On Friday, July 12, Labor Secretary R. Alexander Acosta announced his resignation as Democrats and Republicans alike questioned his handling of a sex crimes case involving financier Jeffrey Epstein when Acosta was a federal prosecutor in Florida. Even before last week, when federal prosecutors in New York charged Epstein with new sex trafficking crimes, Acosta’s tenure in the White House had been rocky. Both business lobbyists and some White House officials, including Mick Mulvaney, the acting White House chief of staff, and Joe Grogan, the director of the Domestic Policy Council, viewed Acosta’s pace of deregulation as too cautious. Acosta’s resignation will take effect on July 19, when his current deputy, Patrick Pizzella, will become acting secretary of labor. Pizzella is seen by associates on Capitol Hill as a harder-charging advocate for industry interests, more inclined than Acosta to rapidly reverse Obama-era policies that favored certain workers and unions.
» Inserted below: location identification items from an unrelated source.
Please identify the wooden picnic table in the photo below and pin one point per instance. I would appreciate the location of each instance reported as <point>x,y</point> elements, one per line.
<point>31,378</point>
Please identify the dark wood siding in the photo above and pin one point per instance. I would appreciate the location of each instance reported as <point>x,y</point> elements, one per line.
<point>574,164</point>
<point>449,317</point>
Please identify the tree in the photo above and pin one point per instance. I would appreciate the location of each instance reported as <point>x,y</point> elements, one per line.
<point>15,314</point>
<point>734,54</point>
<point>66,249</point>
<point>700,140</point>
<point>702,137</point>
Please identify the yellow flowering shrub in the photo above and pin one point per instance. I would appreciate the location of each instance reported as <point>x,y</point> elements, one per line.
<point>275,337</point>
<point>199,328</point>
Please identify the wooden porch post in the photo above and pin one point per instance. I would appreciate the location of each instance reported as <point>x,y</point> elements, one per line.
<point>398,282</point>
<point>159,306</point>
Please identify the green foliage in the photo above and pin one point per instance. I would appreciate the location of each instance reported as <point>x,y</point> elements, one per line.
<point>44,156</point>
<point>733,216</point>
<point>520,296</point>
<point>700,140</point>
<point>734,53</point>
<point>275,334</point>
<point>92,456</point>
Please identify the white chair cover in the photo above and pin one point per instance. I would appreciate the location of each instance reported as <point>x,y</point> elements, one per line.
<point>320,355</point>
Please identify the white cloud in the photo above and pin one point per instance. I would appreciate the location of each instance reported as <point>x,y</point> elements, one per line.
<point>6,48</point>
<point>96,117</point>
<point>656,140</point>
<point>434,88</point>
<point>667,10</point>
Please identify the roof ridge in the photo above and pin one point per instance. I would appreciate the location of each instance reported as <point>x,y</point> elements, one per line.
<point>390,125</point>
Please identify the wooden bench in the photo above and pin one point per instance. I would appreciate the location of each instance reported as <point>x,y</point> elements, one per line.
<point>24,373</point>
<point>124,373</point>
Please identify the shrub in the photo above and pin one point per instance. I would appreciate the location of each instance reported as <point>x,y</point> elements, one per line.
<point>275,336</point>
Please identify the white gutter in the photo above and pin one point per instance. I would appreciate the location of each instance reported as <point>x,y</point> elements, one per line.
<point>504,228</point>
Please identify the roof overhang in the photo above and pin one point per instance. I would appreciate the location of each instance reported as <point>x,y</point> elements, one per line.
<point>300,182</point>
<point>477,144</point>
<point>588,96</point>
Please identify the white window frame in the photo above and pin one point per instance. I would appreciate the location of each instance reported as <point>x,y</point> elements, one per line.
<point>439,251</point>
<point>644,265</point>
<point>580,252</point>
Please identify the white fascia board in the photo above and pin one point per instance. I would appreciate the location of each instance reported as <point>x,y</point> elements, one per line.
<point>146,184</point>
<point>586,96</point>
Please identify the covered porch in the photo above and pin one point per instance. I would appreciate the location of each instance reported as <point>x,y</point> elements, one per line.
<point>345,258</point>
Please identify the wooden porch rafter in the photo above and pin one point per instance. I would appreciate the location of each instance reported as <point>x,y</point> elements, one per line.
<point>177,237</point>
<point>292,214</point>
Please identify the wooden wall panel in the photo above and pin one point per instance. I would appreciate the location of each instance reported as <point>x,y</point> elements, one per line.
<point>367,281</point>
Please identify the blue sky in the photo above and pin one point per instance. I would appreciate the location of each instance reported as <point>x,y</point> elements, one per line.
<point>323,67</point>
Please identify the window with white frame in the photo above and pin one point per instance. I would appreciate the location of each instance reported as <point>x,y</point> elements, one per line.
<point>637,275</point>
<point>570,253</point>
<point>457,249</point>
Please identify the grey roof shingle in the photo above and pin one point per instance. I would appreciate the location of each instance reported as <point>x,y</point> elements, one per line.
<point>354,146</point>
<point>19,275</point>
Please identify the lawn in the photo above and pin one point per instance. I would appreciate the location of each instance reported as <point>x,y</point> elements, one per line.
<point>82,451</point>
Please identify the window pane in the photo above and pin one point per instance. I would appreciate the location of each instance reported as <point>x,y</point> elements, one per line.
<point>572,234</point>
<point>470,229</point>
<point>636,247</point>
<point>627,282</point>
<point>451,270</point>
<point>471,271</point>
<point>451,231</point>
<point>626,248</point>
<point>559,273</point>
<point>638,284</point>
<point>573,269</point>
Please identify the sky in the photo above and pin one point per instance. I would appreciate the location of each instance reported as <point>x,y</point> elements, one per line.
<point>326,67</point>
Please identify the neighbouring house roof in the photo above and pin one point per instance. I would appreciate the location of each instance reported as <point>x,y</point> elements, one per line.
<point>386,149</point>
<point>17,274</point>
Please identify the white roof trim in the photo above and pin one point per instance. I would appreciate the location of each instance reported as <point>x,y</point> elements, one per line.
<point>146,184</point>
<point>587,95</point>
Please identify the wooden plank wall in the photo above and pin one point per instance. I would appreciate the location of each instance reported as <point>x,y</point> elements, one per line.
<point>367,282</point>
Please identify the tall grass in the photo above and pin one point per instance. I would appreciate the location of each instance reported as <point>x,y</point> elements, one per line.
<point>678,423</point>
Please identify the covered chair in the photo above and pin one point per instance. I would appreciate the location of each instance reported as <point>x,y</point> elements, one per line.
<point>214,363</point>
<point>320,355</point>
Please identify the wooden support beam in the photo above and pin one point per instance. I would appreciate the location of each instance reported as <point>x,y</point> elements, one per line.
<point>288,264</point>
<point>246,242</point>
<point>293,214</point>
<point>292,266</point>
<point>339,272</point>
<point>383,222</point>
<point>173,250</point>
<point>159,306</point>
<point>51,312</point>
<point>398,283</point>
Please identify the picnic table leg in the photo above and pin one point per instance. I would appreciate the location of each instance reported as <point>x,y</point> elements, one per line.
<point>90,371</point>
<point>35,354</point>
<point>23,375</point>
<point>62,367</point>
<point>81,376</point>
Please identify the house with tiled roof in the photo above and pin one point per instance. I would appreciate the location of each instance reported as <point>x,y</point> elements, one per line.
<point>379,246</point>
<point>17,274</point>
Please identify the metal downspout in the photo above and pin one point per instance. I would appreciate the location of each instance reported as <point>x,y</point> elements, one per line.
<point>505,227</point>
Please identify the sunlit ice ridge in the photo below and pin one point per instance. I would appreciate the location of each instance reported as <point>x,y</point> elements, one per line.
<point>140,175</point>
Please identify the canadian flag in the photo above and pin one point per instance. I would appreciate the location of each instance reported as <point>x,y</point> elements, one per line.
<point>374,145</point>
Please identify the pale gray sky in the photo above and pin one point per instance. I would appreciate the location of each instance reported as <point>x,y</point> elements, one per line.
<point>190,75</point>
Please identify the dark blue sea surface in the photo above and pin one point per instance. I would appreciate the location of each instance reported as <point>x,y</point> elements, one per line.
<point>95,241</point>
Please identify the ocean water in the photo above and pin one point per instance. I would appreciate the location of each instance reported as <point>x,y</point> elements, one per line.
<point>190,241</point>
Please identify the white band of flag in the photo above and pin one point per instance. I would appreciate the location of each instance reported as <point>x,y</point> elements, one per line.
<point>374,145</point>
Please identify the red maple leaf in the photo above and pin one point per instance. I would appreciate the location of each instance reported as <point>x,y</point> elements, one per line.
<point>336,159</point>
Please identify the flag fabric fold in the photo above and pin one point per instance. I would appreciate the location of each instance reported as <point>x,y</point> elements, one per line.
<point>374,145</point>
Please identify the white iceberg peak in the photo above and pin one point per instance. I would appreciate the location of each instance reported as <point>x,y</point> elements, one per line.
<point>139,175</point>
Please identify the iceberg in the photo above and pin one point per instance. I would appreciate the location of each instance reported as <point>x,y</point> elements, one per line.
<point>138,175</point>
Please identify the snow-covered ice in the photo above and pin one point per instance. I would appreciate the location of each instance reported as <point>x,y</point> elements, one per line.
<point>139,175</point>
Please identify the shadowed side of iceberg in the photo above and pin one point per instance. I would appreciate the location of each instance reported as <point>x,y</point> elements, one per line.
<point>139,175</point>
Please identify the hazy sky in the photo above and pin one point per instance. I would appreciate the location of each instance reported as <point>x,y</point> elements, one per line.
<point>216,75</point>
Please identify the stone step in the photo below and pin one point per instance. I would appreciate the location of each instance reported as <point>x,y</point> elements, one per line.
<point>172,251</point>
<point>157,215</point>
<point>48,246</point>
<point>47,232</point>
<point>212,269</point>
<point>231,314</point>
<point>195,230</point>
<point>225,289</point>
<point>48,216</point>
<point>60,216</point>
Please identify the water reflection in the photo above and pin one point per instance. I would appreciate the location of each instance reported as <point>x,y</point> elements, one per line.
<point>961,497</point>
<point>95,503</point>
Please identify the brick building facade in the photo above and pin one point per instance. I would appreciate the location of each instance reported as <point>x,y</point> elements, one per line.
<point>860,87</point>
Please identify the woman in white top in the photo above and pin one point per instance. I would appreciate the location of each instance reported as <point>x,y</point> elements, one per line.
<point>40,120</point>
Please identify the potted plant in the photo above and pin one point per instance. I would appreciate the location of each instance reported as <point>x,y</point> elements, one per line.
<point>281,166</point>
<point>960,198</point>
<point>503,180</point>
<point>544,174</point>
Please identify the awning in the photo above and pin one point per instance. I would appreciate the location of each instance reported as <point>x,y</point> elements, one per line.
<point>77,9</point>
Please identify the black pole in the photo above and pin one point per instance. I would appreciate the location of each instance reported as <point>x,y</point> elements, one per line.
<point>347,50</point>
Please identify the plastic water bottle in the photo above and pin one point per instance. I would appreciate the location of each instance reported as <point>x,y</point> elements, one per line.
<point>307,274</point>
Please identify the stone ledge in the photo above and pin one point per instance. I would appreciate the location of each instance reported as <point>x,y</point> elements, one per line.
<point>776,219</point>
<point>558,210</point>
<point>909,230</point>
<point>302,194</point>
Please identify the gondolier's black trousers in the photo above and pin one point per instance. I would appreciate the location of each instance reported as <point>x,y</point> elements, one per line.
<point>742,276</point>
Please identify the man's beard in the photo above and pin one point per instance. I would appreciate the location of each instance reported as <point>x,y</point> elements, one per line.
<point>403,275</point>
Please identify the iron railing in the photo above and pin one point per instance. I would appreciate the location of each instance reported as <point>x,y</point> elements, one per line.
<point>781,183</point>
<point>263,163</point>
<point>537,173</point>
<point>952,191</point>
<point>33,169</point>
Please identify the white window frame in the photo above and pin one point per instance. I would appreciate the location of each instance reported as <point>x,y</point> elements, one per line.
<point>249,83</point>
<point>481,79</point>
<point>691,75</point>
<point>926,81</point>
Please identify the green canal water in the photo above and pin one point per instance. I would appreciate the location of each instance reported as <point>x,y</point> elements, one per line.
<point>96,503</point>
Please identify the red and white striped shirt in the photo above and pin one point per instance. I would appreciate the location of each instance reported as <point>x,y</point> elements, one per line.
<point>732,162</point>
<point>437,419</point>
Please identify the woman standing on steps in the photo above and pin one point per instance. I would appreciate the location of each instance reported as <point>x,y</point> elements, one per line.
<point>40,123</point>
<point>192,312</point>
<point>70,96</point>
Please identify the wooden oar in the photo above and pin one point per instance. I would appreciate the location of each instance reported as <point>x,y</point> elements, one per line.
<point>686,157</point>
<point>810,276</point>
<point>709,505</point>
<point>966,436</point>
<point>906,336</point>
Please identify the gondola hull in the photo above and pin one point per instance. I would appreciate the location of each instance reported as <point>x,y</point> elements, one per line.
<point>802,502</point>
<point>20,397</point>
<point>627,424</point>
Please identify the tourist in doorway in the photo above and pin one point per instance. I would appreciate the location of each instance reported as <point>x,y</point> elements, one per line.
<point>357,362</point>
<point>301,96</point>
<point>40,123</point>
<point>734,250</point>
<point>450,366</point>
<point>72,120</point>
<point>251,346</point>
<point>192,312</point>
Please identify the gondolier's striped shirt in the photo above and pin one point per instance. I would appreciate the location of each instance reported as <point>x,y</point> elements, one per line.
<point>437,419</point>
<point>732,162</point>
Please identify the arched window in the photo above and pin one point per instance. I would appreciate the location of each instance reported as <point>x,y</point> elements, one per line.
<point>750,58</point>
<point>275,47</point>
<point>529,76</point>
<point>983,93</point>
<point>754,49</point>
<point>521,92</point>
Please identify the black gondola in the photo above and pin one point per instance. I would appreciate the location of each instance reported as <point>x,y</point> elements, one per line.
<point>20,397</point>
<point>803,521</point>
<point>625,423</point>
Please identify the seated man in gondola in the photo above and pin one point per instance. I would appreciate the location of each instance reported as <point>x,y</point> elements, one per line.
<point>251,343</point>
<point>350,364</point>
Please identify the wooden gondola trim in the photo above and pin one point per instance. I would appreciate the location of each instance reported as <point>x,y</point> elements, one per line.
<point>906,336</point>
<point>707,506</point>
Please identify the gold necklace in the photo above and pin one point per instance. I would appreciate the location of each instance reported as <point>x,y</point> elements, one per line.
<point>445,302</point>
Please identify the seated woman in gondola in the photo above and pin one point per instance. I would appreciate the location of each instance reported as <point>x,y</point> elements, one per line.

Also on Friday, Bloomberg reported that the NLRB has overturned precedent without giving prior notice or an opportunity for public input at least 10 times during the Trump administration. The first five of those reversals came in December 2017; in 2019, the NLRB has overturned precedents on its own initiative and without inviting briefing five times so far. Those decisions set more employer-friendly rules for determining the legality of workplace regulations, the appropriateness of smaller bargaining units, whether workers are employees or independent contractors, and whether union organizers can access parts of company property. The latest reversal, in Johnson Controls, decided on July 3, overruled the existing framework for determining a union’s representative status when employees provide their employer with evidence that 50 percent of the bargaining unit no longer wishes to be represented by the union. The NLRB has invited briefing in only four cases since 2017. The Obama board, by contrast, called for public briefing a dozen times between 2014 and 2016 alone. “It’s a norm to allow the public to weigh in for a reason,” said Sharon Block, a former Democratic NLRB member and a senior contributor to this blog. “It’s a really important part of the process. The current board certainly hasn’t provided a good reason for breaking with that norm.”

On Wednesday, July 10, the House passed H.R. 1044, the Fairness for High-Skilled Immigrants Act of 2019, by a vote of 365 to 65. The bill would eliminate current per-country caps for employment-based immigrants, which restrict the number of employment-based green cards that can be awarded to immigrants from any one country to seven percent of the total number issued per fiscal year. Under the proposed bill, employment-based green cards would be issued on a first-come, first-serve basis, regardless of nationality. The bill now moves to the Senate, where senators have reportedly reached an agreement on a version of a companion bill, S. 386, that would impose tighter restrictions on immigrant recruitment and create new reporting requirements for H-1B visa sponsors.

Also on Wednesday, New York Governor Andrew Cuomo signed two bills that are expected to shrink the pay gap between men and women in the state. New York had previously barred pay differences based on gender, but the new bills provide further protections. One will prohibit employers from asking prospective employees about their salary history, thereby depriving employers of a means of justifying lower pay for previously under-paid female workers. The other will expand existing law to require equal pay for “substantially similar work” performed by people of different classes, including gender, race, age, or sexual orientation. Women in New York are currently paid 88 cents for every dollar earned by men.